🤖 AI Summary
This study addresses the lack of reliable automated evaluation methods for sign language AI systems by proposing the first multi-dimensional sign language expression assessment framework grounded in human skeletal pose. Methodologically, it integrates three complementary metrics—keypoint geometric distance, pose embedding similarity, and cross-modal back-translation quality—to establish an interpretable and reproducible evaluation pipeline. Through automated meta-evaluation and cross-lingual human correlation studies, the framework systematically characterizes the applicability boundaries of each metric across sign-to-text retrieval and text-to-pose generation tasks.
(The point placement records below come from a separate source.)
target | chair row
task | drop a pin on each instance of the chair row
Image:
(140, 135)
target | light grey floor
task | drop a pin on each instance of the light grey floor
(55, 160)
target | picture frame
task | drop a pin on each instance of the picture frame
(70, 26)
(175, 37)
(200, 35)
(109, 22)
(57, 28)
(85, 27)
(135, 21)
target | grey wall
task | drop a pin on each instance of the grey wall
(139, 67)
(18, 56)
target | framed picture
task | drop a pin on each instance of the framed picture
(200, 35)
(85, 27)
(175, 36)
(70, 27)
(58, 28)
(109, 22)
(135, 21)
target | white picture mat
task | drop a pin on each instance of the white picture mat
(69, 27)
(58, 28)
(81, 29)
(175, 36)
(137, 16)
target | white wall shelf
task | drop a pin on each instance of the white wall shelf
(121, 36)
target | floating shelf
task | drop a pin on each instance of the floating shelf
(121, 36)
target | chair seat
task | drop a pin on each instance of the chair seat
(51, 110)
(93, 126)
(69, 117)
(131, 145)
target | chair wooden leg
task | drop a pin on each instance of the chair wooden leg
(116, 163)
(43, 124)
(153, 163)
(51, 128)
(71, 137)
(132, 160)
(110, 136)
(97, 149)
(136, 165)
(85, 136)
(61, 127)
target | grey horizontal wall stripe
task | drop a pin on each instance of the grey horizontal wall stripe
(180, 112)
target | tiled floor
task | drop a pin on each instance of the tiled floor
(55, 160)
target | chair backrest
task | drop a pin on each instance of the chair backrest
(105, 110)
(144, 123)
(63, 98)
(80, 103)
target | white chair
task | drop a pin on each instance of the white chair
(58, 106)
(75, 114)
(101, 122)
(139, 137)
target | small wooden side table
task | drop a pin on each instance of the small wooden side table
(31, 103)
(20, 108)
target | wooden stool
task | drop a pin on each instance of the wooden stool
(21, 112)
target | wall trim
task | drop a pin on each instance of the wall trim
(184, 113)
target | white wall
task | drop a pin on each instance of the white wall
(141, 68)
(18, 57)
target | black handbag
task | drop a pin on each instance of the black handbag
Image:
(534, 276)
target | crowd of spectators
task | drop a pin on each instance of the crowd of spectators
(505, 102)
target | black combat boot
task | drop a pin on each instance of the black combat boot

Key contributions include: (1) uncovering systematic performance trade-offs among evaluation metrics; (2) releasing PoseEval—an open-source, modular pose evaluation toolkit; and (3) advancing standardization in sign language assessment, thereby significantly improving development and iterative refinement efficiency for sign language translation and generation systems.
📝 Abstract
We present a comprehensive study on meaningfully evaluating sign language utterances in the form of human skeletal poses. The study covers keypoint distance-based, embedding-based, and back-translation-based metrics. We show tradeoffs between different metrics in different scenarios through automatic meta-evaluation of sign-level retrieval and a human correlation study of text-to-pose translation across different sign languages. Our findings and the open-source pose-evaluation toolkit provide a practical and reproducible way of developing and evaluating sign language translation or generation systems.